Yield: 1 Servings
Measure | Ingredient |
---|---|
2 tablespoons | Olive oil |
2 pounds | Coarsely ground sirloin |
1 large | Onion; finely chopped |
2 \N | Cloves garlic; crushed |
1 can | (28-oz) whole tomatoes (drained) |
2 cans | (12-oz) tomato sauce |
1 can | (12-oz) amber ale or regular beer |
3 tablespoons | Chili powder |
1 tablespoon | Ground cumin |
1 tablespoon | Sugar |
½ teaspoon | Ground black pepper |
2 tablespoons | Beef bouillon crystals or 2 bouillon cubes |
1 teaspoon | Salt |
1 teaspoon | Cilantro |
3 cans | (16-oz) dark red kidney beans |
\N \N | Cayenne pepper to taste |
The RoadHouse folks shared their recipe for Hot Willie's Texas Chili. To get the right zing, they suggest using a good chili powder. The recipe was tested by Karen Uber, a student in hospitality management at the University of Akron.
Heat olive oil in large skillet. Add ground sirloin, onion and garlic and cook until meat is browned on all sides. Drain to remove oil and fat.
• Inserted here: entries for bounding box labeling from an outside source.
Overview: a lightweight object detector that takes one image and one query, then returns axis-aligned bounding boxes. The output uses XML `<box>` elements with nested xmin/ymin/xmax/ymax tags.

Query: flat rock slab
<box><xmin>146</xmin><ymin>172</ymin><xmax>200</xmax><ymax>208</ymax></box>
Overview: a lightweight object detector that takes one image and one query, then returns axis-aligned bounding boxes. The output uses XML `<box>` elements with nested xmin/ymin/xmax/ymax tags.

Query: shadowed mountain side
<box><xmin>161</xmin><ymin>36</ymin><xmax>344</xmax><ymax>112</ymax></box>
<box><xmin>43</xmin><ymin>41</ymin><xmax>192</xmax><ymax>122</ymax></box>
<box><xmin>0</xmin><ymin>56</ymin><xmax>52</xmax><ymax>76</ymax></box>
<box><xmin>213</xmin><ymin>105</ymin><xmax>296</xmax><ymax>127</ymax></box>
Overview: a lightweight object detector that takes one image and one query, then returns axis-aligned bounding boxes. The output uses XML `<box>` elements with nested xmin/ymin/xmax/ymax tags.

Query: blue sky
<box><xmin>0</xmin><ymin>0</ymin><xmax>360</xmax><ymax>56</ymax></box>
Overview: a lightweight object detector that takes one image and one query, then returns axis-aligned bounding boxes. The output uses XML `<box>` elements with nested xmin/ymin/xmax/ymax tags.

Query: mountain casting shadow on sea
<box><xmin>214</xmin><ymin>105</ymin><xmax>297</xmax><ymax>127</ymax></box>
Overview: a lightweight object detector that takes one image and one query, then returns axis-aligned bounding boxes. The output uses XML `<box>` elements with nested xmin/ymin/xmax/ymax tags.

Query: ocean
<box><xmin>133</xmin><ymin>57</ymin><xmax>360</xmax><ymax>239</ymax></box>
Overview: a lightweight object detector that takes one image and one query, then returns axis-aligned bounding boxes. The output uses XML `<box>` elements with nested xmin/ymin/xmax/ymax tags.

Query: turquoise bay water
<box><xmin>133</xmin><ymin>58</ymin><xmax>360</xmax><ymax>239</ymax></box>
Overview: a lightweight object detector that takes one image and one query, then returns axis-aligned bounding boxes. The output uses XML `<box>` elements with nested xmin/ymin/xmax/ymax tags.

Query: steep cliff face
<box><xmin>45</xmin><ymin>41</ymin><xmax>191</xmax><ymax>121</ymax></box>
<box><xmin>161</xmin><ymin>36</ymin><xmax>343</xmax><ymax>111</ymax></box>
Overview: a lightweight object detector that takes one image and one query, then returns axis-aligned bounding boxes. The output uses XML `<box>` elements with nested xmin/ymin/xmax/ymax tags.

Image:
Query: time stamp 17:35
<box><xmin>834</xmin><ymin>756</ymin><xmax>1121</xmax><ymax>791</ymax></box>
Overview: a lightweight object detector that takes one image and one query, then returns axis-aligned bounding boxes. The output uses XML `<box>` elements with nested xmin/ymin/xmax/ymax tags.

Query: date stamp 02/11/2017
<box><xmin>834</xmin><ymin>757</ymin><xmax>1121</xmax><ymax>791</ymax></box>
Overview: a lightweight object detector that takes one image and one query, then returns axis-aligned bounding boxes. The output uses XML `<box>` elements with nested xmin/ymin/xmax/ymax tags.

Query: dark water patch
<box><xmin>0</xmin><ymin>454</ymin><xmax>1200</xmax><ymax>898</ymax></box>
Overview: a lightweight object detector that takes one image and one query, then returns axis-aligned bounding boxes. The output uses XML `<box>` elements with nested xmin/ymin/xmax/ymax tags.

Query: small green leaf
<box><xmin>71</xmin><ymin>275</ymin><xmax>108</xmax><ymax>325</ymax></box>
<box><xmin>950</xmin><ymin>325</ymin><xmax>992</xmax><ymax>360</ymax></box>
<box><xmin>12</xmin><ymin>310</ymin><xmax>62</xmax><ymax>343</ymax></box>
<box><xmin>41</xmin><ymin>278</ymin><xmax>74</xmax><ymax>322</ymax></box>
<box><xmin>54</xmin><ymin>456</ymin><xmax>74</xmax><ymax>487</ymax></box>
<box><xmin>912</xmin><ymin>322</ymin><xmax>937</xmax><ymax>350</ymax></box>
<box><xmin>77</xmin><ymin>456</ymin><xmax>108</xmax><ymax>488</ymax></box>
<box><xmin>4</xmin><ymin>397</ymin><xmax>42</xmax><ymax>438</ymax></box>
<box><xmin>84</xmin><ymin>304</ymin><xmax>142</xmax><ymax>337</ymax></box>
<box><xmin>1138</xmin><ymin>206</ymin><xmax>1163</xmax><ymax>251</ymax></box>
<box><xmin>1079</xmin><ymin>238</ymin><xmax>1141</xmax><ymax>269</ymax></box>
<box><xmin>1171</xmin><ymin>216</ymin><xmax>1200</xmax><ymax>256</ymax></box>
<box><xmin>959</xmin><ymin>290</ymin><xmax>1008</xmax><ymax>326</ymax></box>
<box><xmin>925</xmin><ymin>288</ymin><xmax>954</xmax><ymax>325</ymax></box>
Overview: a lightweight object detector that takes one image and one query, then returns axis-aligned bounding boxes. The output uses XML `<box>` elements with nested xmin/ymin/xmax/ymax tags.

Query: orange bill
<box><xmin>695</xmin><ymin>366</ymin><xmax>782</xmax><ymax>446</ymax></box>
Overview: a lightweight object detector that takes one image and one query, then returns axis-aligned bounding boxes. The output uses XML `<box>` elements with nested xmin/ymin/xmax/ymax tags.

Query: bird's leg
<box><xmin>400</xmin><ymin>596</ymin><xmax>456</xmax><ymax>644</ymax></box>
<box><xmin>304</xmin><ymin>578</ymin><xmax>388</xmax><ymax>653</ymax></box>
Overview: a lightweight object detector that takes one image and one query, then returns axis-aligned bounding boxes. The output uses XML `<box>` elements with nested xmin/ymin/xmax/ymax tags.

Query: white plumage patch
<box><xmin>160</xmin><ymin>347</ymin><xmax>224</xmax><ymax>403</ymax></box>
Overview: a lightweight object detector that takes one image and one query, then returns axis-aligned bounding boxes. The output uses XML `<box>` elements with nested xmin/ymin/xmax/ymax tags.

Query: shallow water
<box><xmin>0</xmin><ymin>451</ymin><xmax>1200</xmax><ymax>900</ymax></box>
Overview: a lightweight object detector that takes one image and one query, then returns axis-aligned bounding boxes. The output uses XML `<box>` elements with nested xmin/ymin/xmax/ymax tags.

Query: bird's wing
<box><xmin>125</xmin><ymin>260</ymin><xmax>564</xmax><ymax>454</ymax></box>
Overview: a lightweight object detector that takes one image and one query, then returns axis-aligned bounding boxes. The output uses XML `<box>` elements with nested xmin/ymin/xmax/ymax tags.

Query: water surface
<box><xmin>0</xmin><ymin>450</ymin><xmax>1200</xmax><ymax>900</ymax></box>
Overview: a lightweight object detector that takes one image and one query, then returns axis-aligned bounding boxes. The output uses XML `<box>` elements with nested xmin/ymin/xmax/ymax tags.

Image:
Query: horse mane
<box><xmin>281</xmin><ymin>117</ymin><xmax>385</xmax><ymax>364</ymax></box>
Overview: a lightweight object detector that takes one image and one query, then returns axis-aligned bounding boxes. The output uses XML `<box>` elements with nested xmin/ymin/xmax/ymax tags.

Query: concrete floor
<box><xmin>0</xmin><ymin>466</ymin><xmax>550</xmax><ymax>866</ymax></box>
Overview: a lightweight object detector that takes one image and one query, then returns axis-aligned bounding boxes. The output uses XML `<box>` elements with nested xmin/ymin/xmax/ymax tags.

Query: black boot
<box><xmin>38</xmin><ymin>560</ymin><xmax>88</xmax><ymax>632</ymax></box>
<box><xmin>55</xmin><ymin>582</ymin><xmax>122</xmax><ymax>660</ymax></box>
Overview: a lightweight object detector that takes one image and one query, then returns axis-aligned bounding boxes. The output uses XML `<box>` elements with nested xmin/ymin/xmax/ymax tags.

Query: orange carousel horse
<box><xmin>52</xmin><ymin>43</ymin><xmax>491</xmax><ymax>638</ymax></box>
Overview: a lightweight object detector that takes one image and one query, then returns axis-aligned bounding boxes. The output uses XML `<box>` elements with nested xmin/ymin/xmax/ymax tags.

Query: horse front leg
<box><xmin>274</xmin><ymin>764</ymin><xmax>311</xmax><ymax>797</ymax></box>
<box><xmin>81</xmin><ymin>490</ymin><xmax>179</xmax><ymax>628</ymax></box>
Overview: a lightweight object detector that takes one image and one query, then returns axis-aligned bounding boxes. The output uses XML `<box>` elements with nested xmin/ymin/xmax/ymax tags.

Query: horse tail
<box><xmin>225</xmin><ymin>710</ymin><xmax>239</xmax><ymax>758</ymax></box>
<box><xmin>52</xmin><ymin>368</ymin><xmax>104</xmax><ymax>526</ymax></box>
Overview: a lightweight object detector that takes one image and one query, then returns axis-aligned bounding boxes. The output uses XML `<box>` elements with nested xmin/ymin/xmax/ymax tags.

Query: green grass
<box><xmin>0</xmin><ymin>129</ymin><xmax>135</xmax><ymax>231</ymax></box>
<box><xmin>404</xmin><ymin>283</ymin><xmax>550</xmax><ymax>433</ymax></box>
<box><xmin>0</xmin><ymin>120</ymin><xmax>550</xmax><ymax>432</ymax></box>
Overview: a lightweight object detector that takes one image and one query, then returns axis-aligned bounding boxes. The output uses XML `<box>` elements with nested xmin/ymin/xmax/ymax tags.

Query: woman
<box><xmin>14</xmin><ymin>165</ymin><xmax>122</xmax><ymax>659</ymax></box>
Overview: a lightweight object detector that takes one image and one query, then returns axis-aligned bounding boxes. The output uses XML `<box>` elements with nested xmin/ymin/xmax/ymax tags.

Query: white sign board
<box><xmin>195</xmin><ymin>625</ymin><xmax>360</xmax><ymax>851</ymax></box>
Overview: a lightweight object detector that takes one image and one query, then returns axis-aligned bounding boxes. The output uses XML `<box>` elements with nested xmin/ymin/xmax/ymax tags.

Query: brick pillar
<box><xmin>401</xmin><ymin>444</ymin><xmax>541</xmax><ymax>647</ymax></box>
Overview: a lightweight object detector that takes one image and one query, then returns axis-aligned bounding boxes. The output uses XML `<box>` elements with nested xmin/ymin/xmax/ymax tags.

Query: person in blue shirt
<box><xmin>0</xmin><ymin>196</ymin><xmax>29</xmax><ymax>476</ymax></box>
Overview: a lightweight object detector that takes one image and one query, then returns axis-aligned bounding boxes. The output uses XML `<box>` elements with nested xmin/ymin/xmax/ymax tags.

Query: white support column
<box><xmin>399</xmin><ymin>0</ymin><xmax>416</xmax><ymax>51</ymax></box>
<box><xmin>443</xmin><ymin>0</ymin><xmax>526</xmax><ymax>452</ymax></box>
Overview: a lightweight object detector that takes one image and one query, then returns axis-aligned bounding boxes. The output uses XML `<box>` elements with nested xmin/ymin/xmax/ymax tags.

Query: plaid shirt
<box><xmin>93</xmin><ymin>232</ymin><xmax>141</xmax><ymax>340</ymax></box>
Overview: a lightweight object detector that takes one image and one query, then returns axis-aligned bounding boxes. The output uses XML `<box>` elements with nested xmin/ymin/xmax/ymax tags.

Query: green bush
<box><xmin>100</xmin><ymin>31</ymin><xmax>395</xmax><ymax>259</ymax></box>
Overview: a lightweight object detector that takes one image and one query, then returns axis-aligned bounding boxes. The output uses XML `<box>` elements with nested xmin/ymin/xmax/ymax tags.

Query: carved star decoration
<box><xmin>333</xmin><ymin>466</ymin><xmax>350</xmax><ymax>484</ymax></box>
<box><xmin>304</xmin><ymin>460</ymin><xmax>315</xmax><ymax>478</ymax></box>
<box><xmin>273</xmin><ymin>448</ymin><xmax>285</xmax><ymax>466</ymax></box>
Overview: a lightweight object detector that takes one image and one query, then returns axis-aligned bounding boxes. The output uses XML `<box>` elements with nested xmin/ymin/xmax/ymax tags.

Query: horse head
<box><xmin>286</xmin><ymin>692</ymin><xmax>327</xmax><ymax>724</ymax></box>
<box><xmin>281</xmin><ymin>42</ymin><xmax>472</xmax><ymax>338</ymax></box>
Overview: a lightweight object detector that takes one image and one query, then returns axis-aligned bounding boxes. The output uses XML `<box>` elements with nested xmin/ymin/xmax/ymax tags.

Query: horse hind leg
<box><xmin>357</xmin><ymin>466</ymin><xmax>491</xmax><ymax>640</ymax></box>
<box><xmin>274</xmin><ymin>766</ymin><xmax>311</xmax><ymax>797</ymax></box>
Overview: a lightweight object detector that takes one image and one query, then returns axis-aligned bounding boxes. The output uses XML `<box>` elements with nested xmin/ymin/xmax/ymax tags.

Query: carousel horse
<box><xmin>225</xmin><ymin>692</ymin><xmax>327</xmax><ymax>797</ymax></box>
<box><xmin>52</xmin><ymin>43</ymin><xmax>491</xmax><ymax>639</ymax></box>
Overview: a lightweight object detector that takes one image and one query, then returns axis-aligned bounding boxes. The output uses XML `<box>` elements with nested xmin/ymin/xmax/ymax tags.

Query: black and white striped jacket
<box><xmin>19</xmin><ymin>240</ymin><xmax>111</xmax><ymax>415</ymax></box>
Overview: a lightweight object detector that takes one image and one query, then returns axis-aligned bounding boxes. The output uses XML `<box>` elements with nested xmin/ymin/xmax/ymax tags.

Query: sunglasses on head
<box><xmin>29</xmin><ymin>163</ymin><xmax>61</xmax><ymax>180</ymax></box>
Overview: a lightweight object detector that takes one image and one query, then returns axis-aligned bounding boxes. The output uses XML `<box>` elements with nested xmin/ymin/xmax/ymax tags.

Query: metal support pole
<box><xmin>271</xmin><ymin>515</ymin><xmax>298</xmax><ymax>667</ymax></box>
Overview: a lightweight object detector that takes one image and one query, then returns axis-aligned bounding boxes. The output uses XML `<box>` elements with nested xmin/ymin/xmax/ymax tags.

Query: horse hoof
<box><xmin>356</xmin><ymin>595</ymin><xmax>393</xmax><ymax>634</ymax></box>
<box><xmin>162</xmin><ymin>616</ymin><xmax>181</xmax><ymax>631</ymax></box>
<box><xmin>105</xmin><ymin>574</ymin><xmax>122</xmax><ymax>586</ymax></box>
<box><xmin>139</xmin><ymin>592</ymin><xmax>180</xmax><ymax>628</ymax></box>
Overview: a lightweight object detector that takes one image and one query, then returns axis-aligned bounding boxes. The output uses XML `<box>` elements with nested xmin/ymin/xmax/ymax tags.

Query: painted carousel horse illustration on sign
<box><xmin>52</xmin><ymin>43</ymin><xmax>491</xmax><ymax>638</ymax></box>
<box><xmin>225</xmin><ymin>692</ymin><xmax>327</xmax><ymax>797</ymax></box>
Place meat in a large metal pot and add canned tomatoes, tomato sauce and beer.
Stir in chili powder, cumin, sugar, pepper, bouillon, salt and cilantro.
Cook over medium heat, stirring occasionally, for 1-¼ hours. Twenty minutes before serving, add kidney beans (with liquid). Add cayenne pepper, a pinch at a time, to taste. Top with chopped onion, grated sharp cheese, chopped fresh tomato, chopped green or red pepper, or sour cream, if desired.